Use category dtype in pandas by converting a column with astype('category'). This makes data use less memory and speeds up operations on repeated values.
📐

Syntax

The basic syntax to convert a pandas column to category dtype is:

  • df['column'] = df['column'].astype('category'): Converts the column to category dtype.
  • pd.Categorical(data, categories=..., ordered=...): Creates a categorical object with optional categories and order.
python
df['column'] = df['column'].astype('category')

# or create categorical directly
cat = pd.Categorical(['a', 'b', 'a'], categories=['a', 'b', 'c'], ordered=True)
💻

Example

This example shows how to convert a column to category dtype, check memory usage before and after, and see the categories.

python
import pandas as pd

# Create a DataFrame with repeated string values
data = {'fruit': ['apple', 'banana', 'apple', 'orange', 'banana', 'apple']}
df = pd.DataFrame(data)

# Memory usage before conversion
mem_before = df.memory_usage(deep=True).sum()

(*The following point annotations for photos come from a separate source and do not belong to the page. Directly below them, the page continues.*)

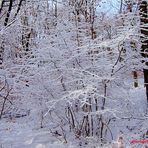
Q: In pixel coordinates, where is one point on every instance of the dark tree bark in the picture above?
(1, 6)
(19, 7)
(8, 13)
(144, 40)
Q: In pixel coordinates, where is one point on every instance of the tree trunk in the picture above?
(144, 40)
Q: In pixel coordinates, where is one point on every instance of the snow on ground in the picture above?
(22, 133)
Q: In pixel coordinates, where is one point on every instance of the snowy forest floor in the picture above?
(23, 133)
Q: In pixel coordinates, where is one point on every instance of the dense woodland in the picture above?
(74, 70)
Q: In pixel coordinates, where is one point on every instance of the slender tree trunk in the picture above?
(144, 40)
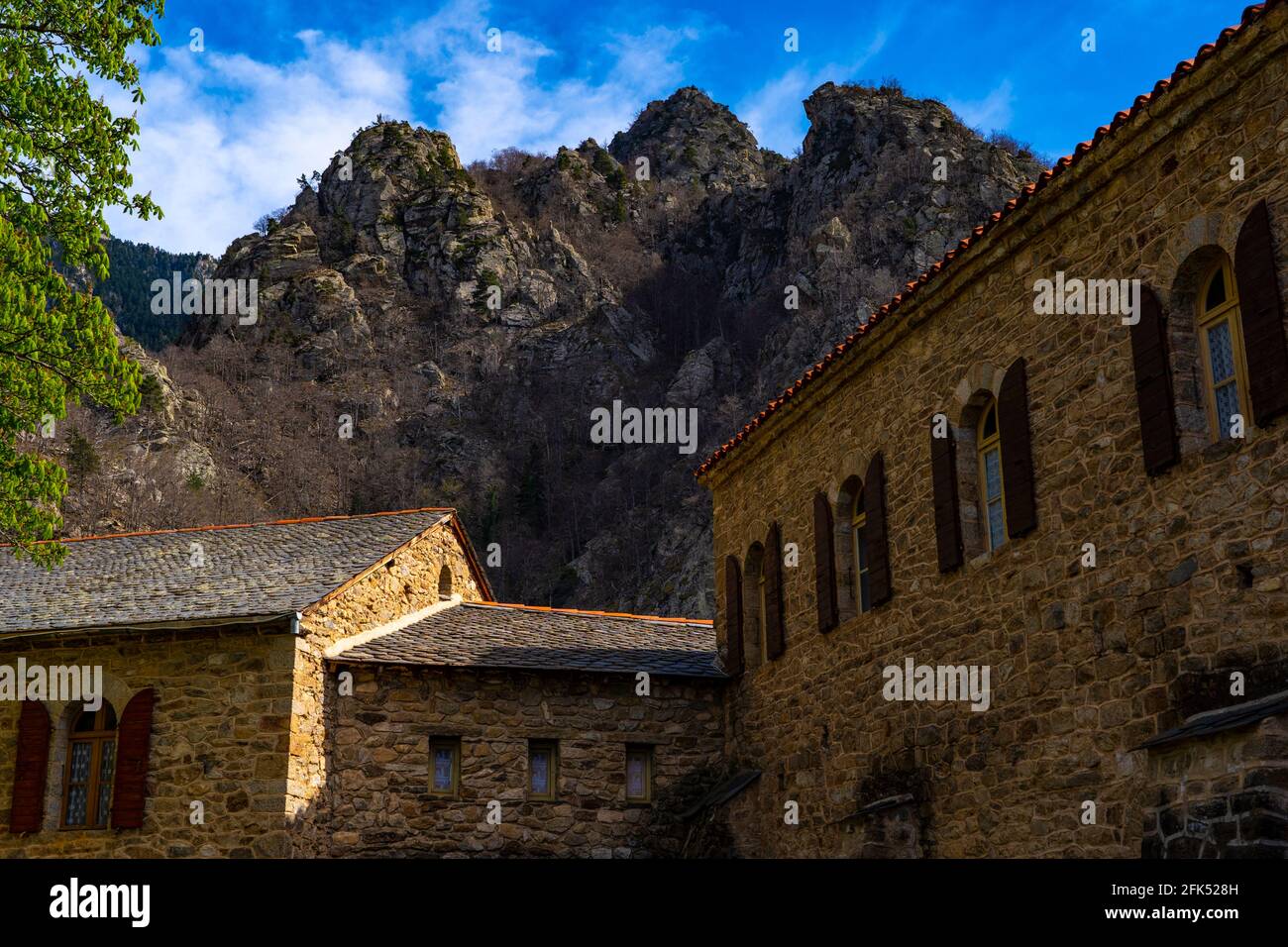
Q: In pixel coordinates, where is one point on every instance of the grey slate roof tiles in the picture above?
(522, 637)
(258, 570)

# Convert 'fruit' column to category dtype
df['fruit'] = df['fruit'].astype('category')

# Memory usage after conversion
mem_after = df.memory_usage(deep=True).sum()

# Show DataFrame info and categories
info = df.info()
categories = df['fruit'].cat.categories

(mem_before, mem_after, categories.tolist())
Output
(240, 144, ['apple', 'banana', 'orange'])
⚠️

Common Pitfalls

Common mistakes when using category dtype include:

  • Not converting columns with many unique values, which can increase overhead.
  • Forgetting to specify ordered=True when order matters (like sizes or ratings).
  • Trying to add new categories without updating the category list.

Always check if category dtype fits your data pattern.

python
import pandas as pd

# Wrong: Adding new category without updating categories
s = pd.Series(['small', 'medium', 'large']).astype('category')
try:
    s[3] = 'extra large'  # This will raise an error
except Exception as e:
    error = str(e)

# Right: Add new category before assignment
s = pd.Series(['small', 'medium', 'large']).astype('category')
s = s.cat.add_categories(['extra large'])
s[3] = 'extra large'

(error, s.tolist())
Output
('Cannot setitem on a Categorical with a new category, set the categories first', ['small', 'medium', 'large', 'extra large'])
📊

Quick Reference

OperationSyntaxDescription
Convert column to categorydf['col'] = df['col'].astype('category')Change dtype to category for memory and speed benefits
Create categorical with orderpd.Categorical(data, categories=[...], ordered=True)Create ordered categorical data
Add new categorys = s.cat.add_categories(['new_cat'])Add new category before assigning new values
Remove unused categoriess = s.cat.remove_unused_categories()Clean categories not present in data
Get categoriess.cat.categoriesView all categories in the series

Key Takeaways

Convert string columns with repeated values to category dtype using astype('category') to save memory.
Use ordered=True in pd.Categorical if the categories have a meaningful order.
Add new categories explicitly before assigning new values to avoid errors.
Category dtype speeds up comparisons and group operations on categorical data.
Check memory usage before and after to see benefits of category dtype.